Consumable supplies to gather and/or purchase:

  • Hand sanitizer

  • 3 month old compost bin

  • 12 month old compost   

Permanent Supplies

  • Trays

  • Spoons

  • Magnifiers

Activity Plan

  • Advance preparation: Create compost bins. Project Compost in Davis, CA has a variety of resources, and Explorit has sourced some compost samples from Project Compost.

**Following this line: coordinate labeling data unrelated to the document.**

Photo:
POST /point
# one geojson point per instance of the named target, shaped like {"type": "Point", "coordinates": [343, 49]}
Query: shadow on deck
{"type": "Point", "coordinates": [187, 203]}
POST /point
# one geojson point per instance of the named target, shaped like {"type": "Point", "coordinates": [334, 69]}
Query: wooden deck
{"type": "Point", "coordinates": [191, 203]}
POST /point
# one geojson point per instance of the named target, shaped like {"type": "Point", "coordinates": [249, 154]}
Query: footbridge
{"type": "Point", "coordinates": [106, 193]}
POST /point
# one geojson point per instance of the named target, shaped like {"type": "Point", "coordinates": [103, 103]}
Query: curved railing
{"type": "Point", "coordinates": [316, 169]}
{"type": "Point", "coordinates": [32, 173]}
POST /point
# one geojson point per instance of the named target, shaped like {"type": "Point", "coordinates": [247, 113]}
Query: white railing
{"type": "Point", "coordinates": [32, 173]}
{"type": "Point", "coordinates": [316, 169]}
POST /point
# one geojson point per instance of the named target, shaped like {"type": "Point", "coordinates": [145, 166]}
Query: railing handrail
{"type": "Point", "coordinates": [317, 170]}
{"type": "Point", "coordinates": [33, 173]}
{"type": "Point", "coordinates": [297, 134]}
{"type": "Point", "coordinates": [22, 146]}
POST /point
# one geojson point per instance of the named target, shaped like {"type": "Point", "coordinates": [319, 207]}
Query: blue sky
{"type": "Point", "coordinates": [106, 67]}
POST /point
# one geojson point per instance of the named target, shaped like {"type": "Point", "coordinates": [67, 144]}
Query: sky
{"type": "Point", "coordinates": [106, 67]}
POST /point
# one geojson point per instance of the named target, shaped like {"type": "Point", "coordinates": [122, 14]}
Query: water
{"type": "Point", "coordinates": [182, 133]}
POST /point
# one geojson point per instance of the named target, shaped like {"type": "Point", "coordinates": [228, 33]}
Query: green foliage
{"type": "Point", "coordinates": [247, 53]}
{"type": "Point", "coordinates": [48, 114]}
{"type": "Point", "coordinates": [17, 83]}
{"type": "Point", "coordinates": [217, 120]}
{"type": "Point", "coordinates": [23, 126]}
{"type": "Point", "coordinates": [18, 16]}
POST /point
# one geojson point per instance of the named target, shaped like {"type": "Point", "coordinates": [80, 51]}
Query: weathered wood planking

Check with community members, or local recycling agencies for sources as well.

  • Give each group a tray with a sample of the youngest (3 month old) compost.  Ask them to carefully examine the compost, making notes of anything they notice.  This should include the feel of the compost, the smell, the way it looks, the stuff they are finding in it (creatures and chunks – what are they?) etc. 

  • Now replace that sample with the oldest sample.  Allow students time to explore.  Throughout these explorations the educator should be moving from table to table asking questions, helping students find and identify things, and trying to get everyone to think about how the compost seems to be changing over time. 

  • Ideally the students will understand that the creatures they find (millipedes, pill bugs etc.) are beginning some of the breaking down of the compost material.  What they may not be able to note is the large number of microscopic organisms that play a much more significant role in the decomposition of organic materials into useable soil.  The combination of all these organisms create healthy, new soil.